Choć formacja Greta Van Fleet nie wydała jeszcze ani jednej płyty, wielu upatruje w niej prawdziwych zbawców muzyki rockowej. Zwolennicy Grety przekonują, że w jej twórczości jest absolutnie wszystko: klimat, rasowe brzmienie gitar i oszałamiający wokal. Ci bardziej sceptyczni zauważają, że grupa w żadnym aspekcie nie wykracza poza ramy tego, co w rocku już zostało nakreślone. Co więcej, muzykom otwarcie zarzuca się kopiowanie Led Zeppelin.
W najnowszym wywiadzie dla kanału FaceCulture członkowie zespołu przyznali, że mają świadomość tego, jak bardzo ich brzmienie zbliżone jest do brzmienia Zeps.
– Staliśmy się bardziej świadomi tego faktu. Wcześniej nie zdawaliśmy sobie sprawy z podobieństw i wspólnych cech, które w różnych aspektach dzielimy z tym zespołem – stwierdził Jake Kiszka, gitarzysta Grety.
– Mówiło się o tym setki razy, ale uważam, że to jeden z najlepszych komplementów, jaki można powiedzieć młodemu zespołowi, takiemu jak nasz. Nawet jeśli nie była to dla nas największa inspiracja, była jedną z kilku i na pewno to widzimy. Ale ogólnie nie miało to wpływu na proces pisania naszej muzyki – inspiracje Led Zeppelin podsumował gitarzysta.

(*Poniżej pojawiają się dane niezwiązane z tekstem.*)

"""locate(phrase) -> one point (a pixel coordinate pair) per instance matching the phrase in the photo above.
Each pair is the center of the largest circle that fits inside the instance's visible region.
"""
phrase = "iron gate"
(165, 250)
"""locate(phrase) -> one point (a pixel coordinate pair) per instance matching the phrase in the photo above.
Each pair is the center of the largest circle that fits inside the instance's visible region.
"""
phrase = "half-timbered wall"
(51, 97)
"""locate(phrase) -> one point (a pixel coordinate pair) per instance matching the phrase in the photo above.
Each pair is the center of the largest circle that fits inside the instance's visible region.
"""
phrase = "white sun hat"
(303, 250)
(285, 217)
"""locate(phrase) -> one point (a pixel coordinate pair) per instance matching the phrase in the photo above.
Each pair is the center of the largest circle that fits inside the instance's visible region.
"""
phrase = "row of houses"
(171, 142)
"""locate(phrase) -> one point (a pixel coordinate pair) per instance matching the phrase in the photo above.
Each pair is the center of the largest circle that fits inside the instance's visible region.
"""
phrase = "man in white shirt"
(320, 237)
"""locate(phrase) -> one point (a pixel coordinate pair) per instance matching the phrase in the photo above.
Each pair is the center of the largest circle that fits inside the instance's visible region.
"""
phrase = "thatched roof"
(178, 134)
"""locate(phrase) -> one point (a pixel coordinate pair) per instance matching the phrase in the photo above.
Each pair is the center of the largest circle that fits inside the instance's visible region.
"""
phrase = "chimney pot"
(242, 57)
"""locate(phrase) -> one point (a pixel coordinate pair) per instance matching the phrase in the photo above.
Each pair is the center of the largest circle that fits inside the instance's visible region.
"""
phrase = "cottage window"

Przypomnijmy: pełnoprawny debiut Greeta Van Fleet zamierza wydać jeszcze w 2018 r. Pierwszy longplay „Led Zeppelin dla generacji Z”, jak często określany jest zespół, najprawdopodobniej ukaże się na jesieni. Póki co w dorobku Amerykanów znajdują się 2 epki: „Black Smoke Rising” i „From The Fires”.
Greta Van Fleet istnieje od 2012 r. Skład grupy tworzą bracia Josh, Jake i Sam Kiszka oraz ich przyjaciel Danny Wagner.